Abstract:
The rise of social networking sites and blogs has simulated a bull market in personal opinion;
consumer recommendations, product reviews, ratings, and other types of online expressions. For
computational linguistic researchers, this fast-growing heap of information has opened an
exciting research frontier, referred as, the Sentiment Analysis (SA). For English, this area is
under consideration from last decade. But, other major languages, like Urdu, are totally
overlooked by the research community. Urdu is a morphologically rich and recourse poor
language. The distinctive features, like, complex morphology, flexible grammar rules, context
sensitive orthography and free word order, make the Urdu language processing a challenging
problem domain. For the same reasons, sentiment analysis approaches and techniques developed
for other well-explored languages are not workable for Urdu text.
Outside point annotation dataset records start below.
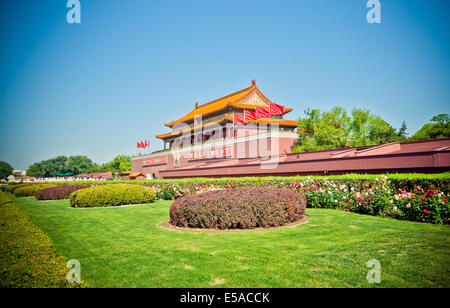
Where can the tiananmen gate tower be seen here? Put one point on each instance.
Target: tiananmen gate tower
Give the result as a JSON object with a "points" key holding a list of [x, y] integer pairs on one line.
{"points": [[246, 134]]}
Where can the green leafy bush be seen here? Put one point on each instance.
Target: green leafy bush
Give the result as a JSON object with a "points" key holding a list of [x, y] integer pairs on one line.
{"points": [[112, 195], [59, 192], [30, 190], [239, 208], [11, 187]]}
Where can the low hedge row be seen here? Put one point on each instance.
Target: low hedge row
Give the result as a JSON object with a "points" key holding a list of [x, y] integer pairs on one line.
{"points": [[30, 190], [379, 196], [112, 195], [239, 208], [11, 187], [59, 192]]}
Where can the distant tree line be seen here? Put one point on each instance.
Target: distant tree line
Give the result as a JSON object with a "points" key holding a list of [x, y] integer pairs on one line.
{"points": [[321, 130], [5, 169], [75, 165]]}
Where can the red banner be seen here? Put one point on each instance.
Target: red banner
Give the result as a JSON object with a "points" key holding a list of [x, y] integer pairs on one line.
{"points": [[210, 153], [262, 113], [155, 161], [276, 109]]}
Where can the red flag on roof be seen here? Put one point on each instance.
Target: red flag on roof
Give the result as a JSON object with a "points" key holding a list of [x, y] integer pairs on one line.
{"points": [[249, 115], [262, 113], [238, 119], [276, 109]]}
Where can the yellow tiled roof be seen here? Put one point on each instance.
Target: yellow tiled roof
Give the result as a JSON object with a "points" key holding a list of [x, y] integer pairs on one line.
{"points": [[191, 129], [223, 102], [230, 118]]}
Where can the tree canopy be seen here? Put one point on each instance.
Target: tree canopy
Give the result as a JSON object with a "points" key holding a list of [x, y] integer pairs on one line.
{"points": [[119, 164], [60, 165], [335, 128], [438, 128], [5, 169]]}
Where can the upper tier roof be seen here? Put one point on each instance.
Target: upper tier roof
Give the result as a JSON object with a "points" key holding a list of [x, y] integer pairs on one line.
{"points": [[236, 99]]}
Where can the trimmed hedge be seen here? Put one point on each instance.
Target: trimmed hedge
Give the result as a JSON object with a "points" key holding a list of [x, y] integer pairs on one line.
{"points": [[30, 190], [112, 195], [28, 257], [59, 192], [239, 208], [12, 187]]}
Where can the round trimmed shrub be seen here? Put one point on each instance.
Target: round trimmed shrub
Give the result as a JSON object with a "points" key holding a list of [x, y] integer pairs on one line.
{"points": [[112, 195], [238, 208], [59, 192], [12, 187], [30, 190]]}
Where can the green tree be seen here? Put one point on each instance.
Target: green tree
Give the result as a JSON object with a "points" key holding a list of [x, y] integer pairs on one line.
{"points": [[119, 164], [438, 128], [35, 170], [336, 129], [323, 130], [79, 164], [5, 169], [402, 131]]}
This dissertation presents a grammatically motivated, sentiment classification framework to
handle these distinctive features of the Urdu language. The main research contributions are; to
highlight the linguistic (orthography, grammar and morphology, etc.) as well as technical
(parsing algorithm, lexicon, corpus, etc.) aspects of this multidimensional research problem, to
explore Urdu morphological operations, grammar and orthographic rules, to redefine these
operations and rules with respect to the requirements of sentiment analysis framework. The
orthographical, morphological, grammatical and finally the conceptual details of the language
are our target concerns. Additionally, our approach can help in the sentiment analysis of other
languages, like Arabic, Persian, Hindi, Punjabi etc.
The proposed framework emphasizes on the identification of the SentiUnits, rather than, the
subjective words in the given text. SentiUnits are the sentiment carrier expressions, which reveal
the inherent sentiments of the sentence for a specific target. The targets are the noun phrases for
which an opinion is made. The system extracts SentiUnits and the target expressions through the
shallow parsing based chunking. The dependency parsing algorithm creates associations between
these extracted expressions. The framework uses the sentiment-annotated lexicon based
approach. Each entry of the lexicon is marked with its orientation (positive or negative) and the
intensity (force of orientation) score. The experimentation based evaluation of the system with a
sentiment-annotated lexicon of Urdu words and two corpuses of reviews as test-beds, shows
encouraging achievement in terms of accuracy, precision, recall and f-measure.